命を燃やせる対象、命を燃やす行為。それ自体が尊い。読書メモ347-『推し、燃ゆ』

読書

宇佐見りんさんの
『推し、燃ゆ』を読みました。

私の”背骨”、推すことに人生を注ぐ

あるひとりのアイドルを「推す」ことに
人生を注いだひとりの女子高生が、主人公。

推しの存在と、”推す”ということ。
それは、私の”背骨”であると。

ある日、とあるきっかけで
炎上してしまう「推し」。

デビュー作『かか』が史上最年少で
三島賞を受賞した、宇佐見りんさん。

第二作となる本作。
第164回芥川賞を受賞しました。

読書中のツイート

命を燃やせる対象、燃やせる姿がある。それ自体が尊い

タイトル通り、冒頭には
主人公の推しのアイドルが
一般人の女性に暴力をふるったことで
炎上してしまう場面があります。

ただ、本作は単に「推しが炎上した。
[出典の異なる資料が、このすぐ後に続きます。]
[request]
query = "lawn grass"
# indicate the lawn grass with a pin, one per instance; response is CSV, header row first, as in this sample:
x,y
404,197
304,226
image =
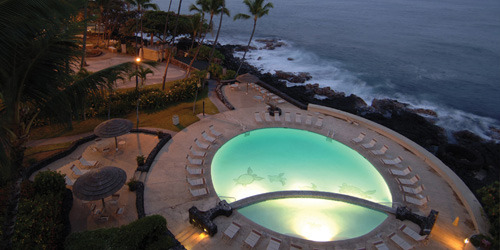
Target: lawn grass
x,y
156,119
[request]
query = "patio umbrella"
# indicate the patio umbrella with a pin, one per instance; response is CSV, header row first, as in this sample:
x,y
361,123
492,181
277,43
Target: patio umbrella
x,y
248,78
99,184
113,128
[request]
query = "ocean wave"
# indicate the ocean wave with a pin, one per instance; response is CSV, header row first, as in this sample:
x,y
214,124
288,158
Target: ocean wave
x,y
330,73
」
だけの話ではありません。

主人公の女子高生が、家族や学校、
バイト先のお客さんなどとの
コミュニケーションを上手くとれず、
「普通」の生活もままならないなか、
推しを推すことで命を燃やす、という
意味でもあると、読んでいて感じました。

ひとりのアイドルを推すという行為。
人には一人ひとり違う価値観があり、
理解できない方も多々いるでしょう。

ですが、命を燃やせる対象があり、
命を燃やせる姿がある。
それ自体はとても尊いことだと思います。

この主人公も、自分の「好き」を
解放して生きており、
推しの存在が生きる支えで
あったわけですから。
そこに他者が介入する余地はありません。

他人と同じように、「普通」に生きる。
他者の期待に沿って生きる。
そのハードルって、可視化されずも
思いのほか高いもの。

最近見た映画『朝が来る』でも
感じたことなのですが、
人は他人、特に身近な関係にある人ほど
期待に沿わない相手に対して、
その存在を「なかったこと」に
しがちなのかな、と思います。

近い関係だからこそ、わかってくれる。
だからこそ、それはありえない。
といった感じでしょうか。

行為の内容について、
共感や賛同はしなくてもいい。
だけどこの主人公のように、
何かに対して命を燃やす行為。

それだけは応援できる人でありたい。
そんな気づきを得た本作でした。